Puzzle: There’s a certain country where everybody wants to have a son. Therefore each couple keeps having children until they have a boy; then they stop. What fraction of the population is female?
To be clear, we’re not asking, “What’s the average number of females in a family?” This is not asking per family. It’s asking, in the whole country, what’s the fraction of females to persons?
And since any specific instance of a country will have an unknown fraction (because of statistical variance), we’re really asking, “What is the expected fraction.” If you had a million universes, and computed the fraction of females to persons in each, and averaged the answers, what would you get?
Hint: Consider a one-family country.
Answer: Uh, it’s complicated.
Solution:
There are two ways to interpret this question:
For both interpretations the math sounds like it’d be pretty hard, but the easy answer is to observe that, regardless of parents’ wishes, half of all children born are girls, so half the population will be female. That’s the answer you’re supposed to give: 50%.
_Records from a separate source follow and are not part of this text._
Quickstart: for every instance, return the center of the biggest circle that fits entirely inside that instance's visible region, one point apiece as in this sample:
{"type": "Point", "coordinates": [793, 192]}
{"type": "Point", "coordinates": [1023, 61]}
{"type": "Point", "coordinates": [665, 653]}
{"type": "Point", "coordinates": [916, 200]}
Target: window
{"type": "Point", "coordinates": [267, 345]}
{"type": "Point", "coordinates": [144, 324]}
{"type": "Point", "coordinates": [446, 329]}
For the first interpretation, if you simulate it, you don’t get 50%. The answer depends on the number of families, and the more families there are in the country, the closer the answer approaches 50%, but it starts out pretty low when you have one family (around 31%). With four families you get up to around 44%.
Why is that? Well, the answer is that the parents stop when they have a son.
As an intuition pump, consider a country with only one family. In half the universes, they have a son and stop. The fraction is zero for half the universes. So the average will definitely be below 50% because in the other half the answer isn’t 100%! In no universe is the answer 100%, since each family has exactly one boy. The average of those percentages will be around 31%.
Here’s a graph showing the percent of girls given the number of families in the country:
For the second interpretation, if you simulate it, the answer is also not 50%. That’s because each couple has on average 2 children, and that’s below the replacement rate of 2.1, so the population goes extinct pretty quickly. Before it goes extinct, the fraction dances around 50%, but it’s not possible to use that in an average over many universes. The answer here is undefined.
(The replacement rate is above 2 because you’ll never have exactly 50% adult females, so some people will die without finding a mate.)
The Python scripts in this repo run some simulations. Run female_fraction.py to get the one-generation simulation and long_term.py to get the steady state result.